Jonathan Merritt wrote for Religion News Service, “In America, climate change is a matter of debate, but in places like Malawi, it’s a matter of life and death.” Judd Birdsall wrote for Huffington Post, “In Fombe village, Malawi, climate change is not a matter of political or scientific debate. It’s a matter of survival.”
The implication was clear: To help the poor in Malawi (and other developing nations), we must fight global warming.
If either author had dug deeper, he might have concluded differently....

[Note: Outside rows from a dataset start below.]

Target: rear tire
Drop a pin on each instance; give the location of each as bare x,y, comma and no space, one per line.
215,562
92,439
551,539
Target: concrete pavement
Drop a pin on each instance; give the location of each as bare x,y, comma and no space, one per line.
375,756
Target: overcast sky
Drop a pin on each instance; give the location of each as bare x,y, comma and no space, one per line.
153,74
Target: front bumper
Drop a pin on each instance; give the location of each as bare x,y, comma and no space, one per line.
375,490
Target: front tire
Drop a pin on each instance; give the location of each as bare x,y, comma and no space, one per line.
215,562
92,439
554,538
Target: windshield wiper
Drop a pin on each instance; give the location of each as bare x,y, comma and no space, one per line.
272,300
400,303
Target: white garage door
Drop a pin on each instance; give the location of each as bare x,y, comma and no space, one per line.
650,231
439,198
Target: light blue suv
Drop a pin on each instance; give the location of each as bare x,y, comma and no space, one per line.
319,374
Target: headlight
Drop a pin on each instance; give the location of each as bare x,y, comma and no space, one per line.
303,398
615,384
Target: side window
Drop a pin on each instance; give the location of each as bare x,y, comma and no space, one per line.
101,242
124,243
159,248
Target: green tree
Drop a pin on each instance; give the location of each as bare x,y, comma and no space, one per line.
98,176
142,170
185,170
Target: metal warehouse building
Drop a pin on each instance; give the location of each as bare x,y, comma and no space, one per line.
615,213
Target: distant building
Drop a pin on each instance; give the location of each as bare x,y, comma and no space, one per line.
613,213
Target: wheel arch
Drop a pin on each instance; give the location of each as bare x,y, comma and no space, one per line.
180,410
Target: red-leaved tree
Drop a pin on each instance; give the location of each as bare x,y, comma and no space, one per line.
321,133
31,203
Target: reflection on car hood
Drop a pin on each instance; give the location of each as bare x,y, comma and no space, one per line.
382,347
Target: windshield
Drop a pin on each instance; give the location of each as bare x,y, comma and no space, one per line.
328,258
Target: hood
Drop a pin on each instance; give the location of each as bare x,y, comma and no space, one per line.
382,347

Are poor Malawians suffering from water shortages? Yes. Is that
because of global warming—manmade or natural? No. Is fighting global
warming the solution? No.
Malawi is actually a water-rich nation. Not only does its annual
rainfall average approximately 40 inches (about the same as Delaware,
Indiana, Maryland, and New Jersey), but also it includes much of Lake
Malawi—"the third largest and the second deepest lake in Africa" and the ninth largest in the world.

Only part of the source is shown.